When they passed a painting by German artist Anselm Kiefer titled “The Unborn” that depicts children’s clothing hanging off the branches of barren trees, Griffith was struck by the truth of one student’s reaction.

“The stuff that kids say is sometimes shocking,” Griffith said. “This boy looked at me and whispered, ‘What a somber picture.’”

Associate Curator of Education Jessica Sack explained that the goal of the Wurtele program is to nurture love for the YUAG’s collections early on in children’s lives. In collaboration with the YUAG, the New Haven School District has worked to ensure that every third-grader has visited the YUAG or the YCBA at least once.

Coinciding with the gallery’s reopening is the debut of the Nolen Center for Art and Education, a facility in the lower level of Street Hall that houses classrooms, a library and work spaces for students, faculty and members of the public. The center offers YUAG visitors the resources to further analyze and reflect upon the pieces they have seen by providing books and other materials relevant to the collection. Nolen Curator of Education and Academic Affairs Kate Ezra said she hopes the facility will be used by local schools to connect more deeply with the artwork on display.

Classics professor Andrew Johnston, who brought sections of his “Roman Republic” class to the gallery’s Coins and Metals department, said there is no textbook equivalent to seeing an ancient artifact face to face.

“In the gallery you can see the brushstrokes, the materiality of the work,” said Emma Stein GRD ’16, who taught a section of Alexander Nemerov’s “Introduction to Art History” course last spring. “The students find that the actual experience of being able to feel the scale of the work, to walk around the sculptures, is incomparable.”

The elementary school students who participate in the Wurtele program share this feeling of awareness.

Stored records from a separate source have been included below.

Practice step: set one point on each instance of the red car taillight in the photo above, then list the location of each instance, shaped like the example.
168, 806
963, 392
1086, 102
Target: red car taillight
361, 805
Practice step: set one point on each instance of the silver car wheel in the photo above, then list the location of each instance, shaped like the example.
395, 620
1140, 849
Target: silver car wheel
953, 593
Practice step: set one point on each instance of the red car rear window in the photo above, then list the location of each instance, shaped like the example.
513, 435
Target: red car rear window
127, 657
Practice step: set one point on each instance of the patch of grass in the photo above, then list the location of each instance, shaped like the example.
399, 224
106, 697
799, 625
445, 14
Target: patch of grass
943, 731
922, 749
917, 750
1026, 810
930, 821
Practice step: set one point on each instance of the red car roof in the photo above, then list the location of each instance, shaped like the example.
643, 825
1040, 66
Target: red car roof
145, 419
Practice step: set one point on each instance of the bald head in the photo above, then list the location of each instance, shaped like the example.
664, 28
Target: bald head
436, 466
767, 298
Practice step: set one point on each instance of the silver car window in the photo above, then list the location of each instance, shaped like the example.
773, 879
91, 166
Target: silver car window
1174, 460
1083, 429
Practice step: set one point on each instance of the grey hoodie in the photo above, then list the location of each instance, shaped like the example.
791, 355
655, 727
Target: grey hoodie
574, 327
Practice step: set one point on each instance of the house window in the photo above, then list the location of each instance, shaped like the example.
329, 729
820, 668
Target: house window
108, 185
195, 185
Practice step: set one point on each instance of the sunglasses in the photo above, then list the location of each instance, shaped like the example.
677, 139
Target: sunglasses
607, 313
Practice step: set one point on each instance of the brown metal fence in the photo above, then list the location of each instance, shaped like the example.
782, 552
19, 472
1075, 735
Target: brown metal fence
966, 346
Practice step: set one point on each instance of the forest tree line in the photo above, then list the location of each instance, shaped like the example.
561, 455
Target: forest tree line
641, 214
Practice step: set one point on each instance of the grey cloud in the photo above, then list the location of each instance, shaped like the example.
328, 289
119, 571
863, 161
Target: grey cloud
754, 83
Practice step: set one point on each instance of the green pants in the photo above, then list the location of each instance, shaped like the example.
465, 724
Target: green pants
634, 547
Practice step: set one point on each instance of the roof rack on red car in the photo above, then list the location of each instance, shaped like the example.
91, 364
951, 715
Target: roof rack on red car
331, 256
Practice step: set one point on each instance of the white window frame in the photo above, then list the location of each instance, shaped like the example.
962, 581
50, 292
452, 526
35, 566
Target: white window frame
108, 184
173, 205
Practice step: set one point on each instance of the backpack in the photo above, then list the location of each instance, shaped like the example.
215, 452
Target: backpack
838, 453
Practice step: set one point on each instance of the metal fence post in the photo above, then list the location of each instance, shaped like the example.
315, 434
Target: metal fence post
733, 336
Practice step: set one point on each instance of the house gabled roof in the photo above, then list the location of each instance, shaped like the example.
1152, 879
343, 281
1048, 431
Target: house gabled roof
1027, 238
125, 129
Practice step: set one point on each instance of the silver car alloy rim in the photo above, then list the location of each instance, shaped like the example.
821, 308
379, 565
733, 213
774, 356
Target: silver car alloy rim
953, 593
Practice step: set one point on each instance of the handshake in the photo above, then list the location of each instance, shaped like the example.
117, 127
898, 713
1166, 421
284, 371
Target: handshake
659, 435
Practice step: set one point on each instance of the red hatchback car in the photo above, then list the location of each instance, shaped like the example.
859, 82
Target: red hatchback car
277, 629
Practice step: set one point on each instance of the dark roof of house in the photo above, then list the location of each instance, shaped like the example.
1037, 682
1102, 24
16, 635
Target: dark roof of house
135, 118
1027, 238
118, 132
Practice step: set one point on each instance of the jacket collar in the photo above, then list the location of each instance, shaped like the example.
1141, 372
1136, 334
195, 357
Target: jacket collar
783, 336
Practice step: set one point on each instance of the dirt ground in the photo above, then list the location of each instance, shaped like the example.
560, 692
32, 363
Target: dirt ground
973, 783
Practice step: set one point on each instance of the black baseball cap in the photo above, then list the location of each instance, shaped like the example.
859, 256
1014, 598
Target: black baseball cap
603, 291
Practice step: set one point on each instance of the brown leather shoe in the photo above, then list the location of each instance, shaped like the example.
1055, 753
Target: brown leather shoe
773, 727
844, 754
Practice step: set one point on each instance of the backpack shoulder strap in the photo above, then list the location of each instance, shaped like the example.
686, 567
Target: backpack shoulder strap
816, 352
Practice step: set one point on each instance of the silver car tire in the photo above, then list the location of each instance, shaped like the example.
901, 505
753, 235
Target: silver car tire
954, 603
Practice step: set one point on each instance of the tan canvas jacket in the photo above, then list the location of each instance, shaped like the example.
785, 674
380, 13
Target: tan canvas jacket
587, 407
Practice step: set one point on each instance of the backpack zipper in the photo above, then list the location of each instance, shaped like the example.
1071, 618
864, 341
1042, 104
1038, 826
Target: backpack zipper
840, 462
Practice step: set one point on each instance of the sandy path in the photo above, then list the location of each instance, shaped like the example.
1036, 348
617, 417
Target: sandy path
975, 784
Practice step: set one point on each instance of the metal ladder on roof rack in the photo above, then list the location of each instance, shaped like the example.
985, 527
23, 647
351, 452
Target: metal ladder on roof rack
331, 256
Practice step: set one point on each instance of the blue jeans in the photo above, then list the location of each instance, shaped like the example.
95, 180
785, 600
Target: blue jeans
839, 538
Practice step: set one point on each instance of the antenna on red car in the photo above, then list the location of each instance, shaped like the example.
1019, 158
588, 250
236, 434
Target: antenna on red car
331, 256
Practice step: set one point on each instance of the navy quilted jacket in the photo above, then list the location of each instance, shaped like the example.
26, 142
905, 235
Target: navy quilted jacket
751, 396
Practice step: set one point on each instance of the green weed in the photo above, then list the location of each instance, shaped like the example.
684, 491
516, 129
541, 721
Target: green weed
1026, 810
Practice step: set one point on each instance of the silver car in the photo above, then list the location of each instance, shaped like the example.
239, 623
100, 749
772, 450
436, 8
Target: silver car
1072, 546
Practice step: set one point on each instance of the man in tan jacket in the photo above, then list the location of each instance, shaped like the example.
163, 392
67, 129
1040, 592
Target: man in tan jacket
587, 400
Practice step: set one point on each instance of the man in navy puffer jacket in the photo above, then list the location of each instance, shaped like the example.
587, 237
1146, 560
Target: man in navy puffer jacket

“The kids come in awestruck and a little intimidated by the grandeur of the space,” Wurtele Gallery Teacher Erin Thomas GRD ’14 said. “But through the course of the lesson, you can see a physical change in their comfort level. After the visit, they really see it as their museum.”

 

OPEN ACCESS

For those unable to travel to New Haven and see the gallery in person, the YUAG is working to expand its digital collections to reflect the size of its current holdings. Even with the new spaces, the YUAG is only able to display just over 4,000 pieces of its 200,000-work collection. But with the technical staff working to launch a redesigned online platform this coming February, visitors to the site will be able to view images of the gallery’s holdings in their entirety.

“The underlying goal of the gallery is to make art broadly accessible,” Director of Visual Resources John ffrench said.

ffrench noted that due to Yale’s open access policy, digital representations of works in the public domain are waived from copyright law, making them available for download by all members of the public. He added that the magnitude of the YUAG’s online collection creates avenues for research collaboration with external agencies such as ARTstor, a digital image resource.

YUAG Chief Curator Laurence Kanter said that despite the increased cost of maintaining the renovated gallery, the museum remains committed to keeping entrance free to the public. He noted that thanks to generous contributions from donors over the past 14 years, the gallery has more than 20 staff positions endowed for perpetuity.

“The art wasn’t given to us so we could make money with it,” Reynolds said.

Salovey pointed out that the absence of an entrance fee affords visitors the chance to “get lost in art,” an endeavor which he called one of life’s greatest pleasures. Djenab Conde ’15, who toured the new spaces during the community preview on Thursday, agreed that without an entrance fee to hinder potential visitors, the YUAG truly fulfills the role of a public museum.

“The best part is that it’s free,” she remarked. “It’s really an amazing opportunity for people who don’t have access to museums where they come from.”

“I’m definitely going to go back,” she added, “And I’m going to encourage people who have never gone to tag along.”